This article is brought to you in association with the United Nations.

After uncovering evidence that humanitarian food supplies are being diverted in Yemen’s Houthi-controlled capital, Sana’a, and other parts of the country, the United Nations World Food Programme (WFP) has demanded an immediate end to the practice.

“This conduct amounts to the stealing of food from the mouths of hungry people,” WFP Executive Director David Beasley said on Monday.

Prompted by an increasing number of reports that humanitarian food was on sale in the capital, WFP conducted a survey to discover the misappropriation of those supplies.

It unearthed fraud by at least one local partner organization affiliated with the de facto Ministry of Education in Sana’a handling and distribution of WFP food assistance.

“At a time when children are dying in Yemen because they haven’t enough food to eat, that is an outrage,” stressed Mr. Beasley. “This criminal behaviour must stop immediately.”

The UN food agency’s assistance has been key in preventing famine, but as the food security situation deteriorates further aid is being dramatically ramped up to reach as many as 12 million severely hungry people in the war-torn country.

“I’m asking the Houthi authorities in Sana’a to take immediate action to end the diversion of food assistance and ensure that it reaches those people who rely on it to stay alive,” Mr. Beasley said.

“Unless this happens, we’ll have no option but to cease working with those who’ve been conspiring to deprive large numbers of vulnerable people of the food on which they depend,” he added.

During their checks, WFP monitors:

  • amassed photographic and other evidence of trucks illicitly removing food from designated distribution centres.
  • found that beneficiary selections were being manipulated by local officials
  • exposed falsified food distribution records.
  • discovered that unauthorized people were given food.
  • identified that food was being sold in Sa’ana markets.

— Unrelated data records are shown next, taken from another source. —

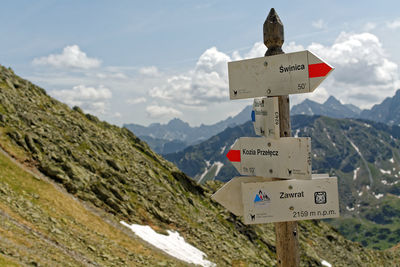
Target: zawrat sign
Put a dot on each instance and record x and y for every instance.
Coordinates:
(290, 200)
(285, 74)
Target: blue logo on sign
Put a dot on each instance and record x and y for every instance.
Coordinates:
(261, 197)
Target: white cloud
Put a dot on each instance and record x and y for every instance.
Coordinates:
(394, 24)
(135, 101)
(156, 111)
(150, 71)
(369, 26)
(71, 57)
(116, 75)
(319, 24)
(207, 83)
(364, 74)
(90, 99)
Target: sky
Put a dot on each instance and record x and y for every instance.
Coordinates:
(151, 61)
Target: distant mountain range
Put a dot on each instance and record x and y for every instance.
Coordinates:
(387, 112)
(364, 155)
(331, 108)
(177, 134)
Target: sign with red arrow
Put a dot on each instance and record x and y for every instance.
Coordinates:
(292, 73)
(287, 157)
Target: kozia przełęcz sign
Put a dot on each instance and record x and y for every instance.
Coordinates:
(286, 157)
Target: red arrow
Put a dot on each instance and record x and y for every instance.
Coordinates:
(318, 70)
(233, 155)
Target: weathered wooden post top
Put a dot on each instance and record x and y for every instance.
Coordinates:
(273, 34)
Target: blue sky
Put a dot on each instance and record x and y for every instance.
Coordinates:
(151, 61)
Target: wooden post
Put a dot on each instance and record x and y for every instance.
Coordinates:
(287, 238)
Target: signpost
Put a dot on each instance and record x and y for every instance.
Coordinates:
(265, 117)
(294, 73)
(286, 157)
(260, 198)
(290, 200)
(230, 195)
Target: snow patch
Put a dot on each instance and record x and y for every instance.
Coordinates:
(172, 244)
(384, 171)
(219, 167)
(355, 173)
(387, 183)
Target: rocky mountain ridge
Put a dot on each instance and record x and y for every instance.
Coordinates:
(177, 134)
(364, 155)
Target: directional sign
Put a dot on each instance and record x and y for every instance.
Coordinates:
(265, 116)
(287, 157)
(292, 73)
(230, 195)
(290, 200)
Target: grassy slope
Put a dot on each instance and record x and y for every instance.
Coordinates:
(40, 223)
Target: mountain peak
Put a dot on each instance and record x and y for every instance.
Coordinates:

The de facto authorities in Houthi-controlled abuse-prone areas have been resisting a WFP-supported overhaul of the relief system there, including more monitoring and revamping the beneficiary registration and selection processes.

Meanwhile, the WFP chief said: “We’re continuing our investigations and addressing those shortcomings which have given rise to this misuse of aid.”

The Yemen war intensified in early 2015 when a Saudi-led coalition joined the Government fight against Houthi rebels, instituting an aerial bombing campaign.

The warring sides have recently begun peace talks that have eased the challenges of getting food through the gateway port city of Hudaydah. However, the problem remains with what happens to the aid once it makes landfall.

As millions of people depend on humanitarian food assistance for their survival, it is vital that it reaches those who most need it.